To find the amount due after 8 years under compound interest, we can use the compound interest formula:
\[ A = P \left(1 + \frac{r}{n}\right)^{nt} \]
Where:
- \( A \) is the amount of money accumulated after n years, including interest.
- \( P \) is the principal amount (the initial amount of money).
- \( r \) is the annual interest rate (in decimal form).
- \( n \) is the number of times that interest is compounded per year.

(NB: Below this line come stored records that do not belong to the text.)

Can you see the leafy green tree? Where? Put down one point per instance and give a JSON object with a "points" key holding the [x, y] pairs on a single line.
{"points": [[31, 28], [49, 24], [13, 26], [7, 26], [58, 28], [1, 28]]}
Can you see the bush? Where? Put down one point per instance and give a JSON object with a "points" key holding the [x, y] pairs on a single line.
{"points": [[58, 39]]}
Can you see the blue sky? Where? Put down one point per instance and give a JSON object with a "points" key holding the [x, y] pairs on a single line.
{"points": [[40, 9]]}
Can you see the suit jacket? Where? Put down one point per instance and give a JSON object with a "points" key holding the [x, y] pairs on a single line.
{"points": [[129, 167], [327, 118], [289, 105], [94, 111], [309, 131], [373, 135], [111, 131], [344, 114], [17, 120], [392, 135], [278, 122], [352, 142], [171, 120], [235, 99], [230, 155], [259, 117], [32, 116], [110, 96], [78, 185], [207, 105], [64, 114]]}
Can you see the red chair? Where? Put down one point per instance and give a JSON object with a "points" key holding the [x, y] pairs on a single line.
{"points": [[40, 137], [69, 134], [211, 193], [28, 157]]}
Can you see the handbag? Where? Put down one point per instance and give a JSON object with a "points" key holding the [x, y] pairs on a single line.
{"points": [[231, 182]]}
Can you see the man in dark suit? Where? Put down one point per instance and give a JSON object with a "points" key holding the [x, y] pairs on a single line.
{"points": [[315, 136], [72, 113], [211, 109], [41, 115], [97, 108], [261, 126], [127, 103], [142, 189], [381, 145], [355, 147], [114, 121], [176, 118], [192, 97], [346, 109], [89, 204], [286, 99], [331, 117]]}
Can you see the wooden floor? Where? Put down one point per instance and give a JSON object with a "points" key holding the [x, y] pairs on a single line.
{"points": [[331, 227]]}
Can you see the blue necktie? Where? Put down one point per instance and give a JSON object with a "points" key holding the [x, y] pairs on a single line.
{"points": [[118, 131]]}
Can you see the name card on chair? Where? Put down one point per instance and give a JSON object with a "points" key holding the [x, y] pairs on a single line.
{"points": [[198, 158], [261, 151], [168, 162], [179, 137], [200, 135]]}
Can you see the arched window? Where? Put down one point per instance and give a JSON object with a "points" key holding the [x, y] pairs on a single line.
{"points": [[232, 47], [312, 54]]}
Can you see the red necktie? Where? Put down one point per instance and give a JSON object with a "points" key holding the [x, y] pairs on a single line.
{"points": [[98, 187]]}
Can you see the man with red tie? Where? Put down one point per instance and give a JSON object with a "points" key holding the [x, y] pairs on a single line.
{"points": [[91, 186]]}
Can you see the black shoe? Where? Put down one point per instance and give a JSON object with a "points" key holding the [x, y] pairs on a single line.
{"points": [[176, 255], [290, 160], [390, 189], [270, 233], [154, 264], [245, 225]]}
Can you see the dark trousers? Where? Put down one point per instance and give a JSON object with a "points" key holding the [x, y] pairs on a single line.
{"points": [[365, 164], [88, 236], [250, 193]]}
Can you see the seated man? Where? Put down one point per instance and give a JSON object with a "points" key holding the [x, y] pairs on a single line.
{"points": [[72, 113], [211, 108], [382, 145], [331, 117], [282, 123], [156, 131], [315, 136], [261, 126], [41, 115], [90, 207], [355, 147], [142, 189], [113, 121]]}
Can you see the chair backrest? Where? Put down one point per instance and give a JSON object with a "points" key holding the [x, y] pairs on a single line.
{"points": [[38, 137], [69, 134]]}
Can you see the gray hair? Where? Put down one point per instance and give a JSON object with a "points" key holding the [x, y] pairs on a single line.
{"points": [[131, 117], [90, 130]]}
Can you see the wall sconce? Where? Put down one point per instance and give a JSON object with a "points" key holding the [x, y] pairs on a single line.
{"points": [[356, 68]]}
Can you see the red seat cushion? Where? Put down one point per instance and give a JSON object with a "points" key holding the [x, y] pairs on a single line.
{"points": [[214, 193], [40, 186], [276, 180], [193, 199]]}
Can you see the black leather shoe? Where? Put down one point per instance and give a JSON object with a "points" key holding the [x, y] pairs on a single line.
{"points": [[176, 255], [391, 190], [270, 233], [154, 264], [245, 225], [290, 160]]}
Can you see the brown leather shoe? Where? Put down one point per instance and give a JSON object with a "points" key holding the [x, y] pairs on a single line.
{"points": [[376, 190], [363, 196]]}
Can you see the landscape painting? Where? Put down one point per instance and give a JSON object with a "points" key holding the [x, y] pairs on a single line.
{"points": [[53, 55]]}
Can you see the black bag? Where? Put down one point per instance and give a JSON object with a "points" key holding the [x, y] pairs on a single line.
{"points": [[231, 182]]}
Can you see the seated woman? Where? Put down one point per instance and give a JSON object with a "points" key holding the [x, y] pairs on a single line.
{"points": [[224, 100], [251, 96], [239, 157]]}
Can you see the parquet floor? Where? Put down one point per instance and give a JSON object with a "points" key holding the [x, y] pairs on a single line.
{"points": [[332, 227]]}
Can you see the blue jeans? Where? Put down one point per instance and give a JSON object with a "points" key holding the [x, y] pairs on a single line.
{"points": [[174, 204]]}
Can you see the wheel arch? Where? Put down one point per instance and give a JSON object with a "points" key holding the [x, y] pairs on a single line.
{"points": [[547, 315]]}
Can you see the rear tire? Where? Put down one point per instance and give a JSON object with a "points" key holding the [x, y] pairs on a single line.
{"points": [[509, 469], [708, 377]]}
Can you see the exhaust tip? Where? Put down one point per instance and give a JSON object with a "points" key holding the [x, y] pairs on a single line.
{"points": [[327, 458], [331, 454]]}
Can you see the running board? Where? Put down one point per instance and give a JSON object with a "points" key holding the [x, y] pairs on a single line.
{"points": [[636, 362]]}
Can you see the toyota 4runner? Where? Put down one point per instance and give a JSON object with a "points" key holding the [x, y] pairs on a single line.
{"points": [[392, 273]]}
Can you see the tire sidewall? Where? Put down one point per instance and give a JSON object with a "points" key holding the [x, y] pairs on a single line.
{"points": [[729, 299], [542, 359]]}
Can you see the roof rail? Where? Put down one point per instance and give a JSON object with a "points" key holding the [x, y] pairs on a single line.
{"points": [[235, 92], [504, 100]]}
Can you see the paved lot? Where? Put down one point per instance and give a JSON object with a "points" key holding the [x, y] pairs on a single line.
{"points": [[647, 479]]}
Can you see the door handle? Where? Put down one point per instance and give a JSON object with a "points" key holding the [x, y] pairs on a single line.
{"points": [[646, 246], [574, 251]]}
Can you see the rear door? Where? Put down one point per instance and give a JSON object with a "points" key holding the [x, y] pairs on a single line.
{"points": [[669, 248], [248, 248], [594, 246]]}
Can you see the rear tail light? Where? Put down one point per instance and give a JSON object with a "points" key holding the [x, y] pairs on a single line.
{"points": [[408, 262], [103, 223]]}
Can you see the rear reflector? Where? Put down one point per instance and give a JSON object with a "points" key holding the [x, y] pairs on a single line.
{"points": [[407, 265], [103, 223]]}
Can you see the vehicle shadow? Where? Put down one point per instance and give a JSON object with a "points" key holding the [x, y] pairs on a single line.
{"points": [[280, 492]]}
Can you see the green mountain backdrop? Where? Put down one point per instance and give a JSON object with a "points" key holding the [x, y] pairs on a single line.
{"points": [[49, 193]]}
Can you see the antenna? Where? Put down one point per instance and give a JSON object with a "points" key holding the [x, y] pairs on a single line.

- \( t \) is the time in years.
Let's plug in the values for this problem:
- The principal \( P \) is $2000.
- The annual interest rate \( r \) is 15%, which as a decimal is 0.15.
- The interest is compounded monthly, so \( n \) is 12.
- The time \( t \) is 8 years.
Now apply these values to the formula:
\[ A = 2000 \left(1 + \frac{0.15}{12}\right)^{12 \times 8} \]
We can calculate the interest rate per compounding period by dividing the annual interest rate by the number of compounding periods per year:
\[ \frac{0.15}{12} = 0.0125 \]
Now calculate the exponent by multiplying the number of years by the number of compounding periods per year:
\[ 12 \times 8 = 96 \]
Substitute these numbers into the compound interest formula:
\[ A = 2000 \left(1 + 0.0125\right)^{96} \]
\[ A = 2000 \left(1.0125\right)^{96} \]
To find out the numerical value of \( A \), we need to calculate \( (1.0125)^{96} \). To do this without rounding intermediate calculations, you can use a calculator:
\[ (1.0125)^{96} \approx 3.387417943 \] (without rounding the intermediate calculation)
Now multiply this by the principal:
\[ A = 2000 \times 3.387417943 \]
\[ A \approx 6774.835886 \]
Now round off the amount to the nearest penny:
\[ A \approx \$6774.84 \]
So, after 8 years, with a 15% annual interest rate compounded monthly and no payments made, the amount due would be approximately $6774.84.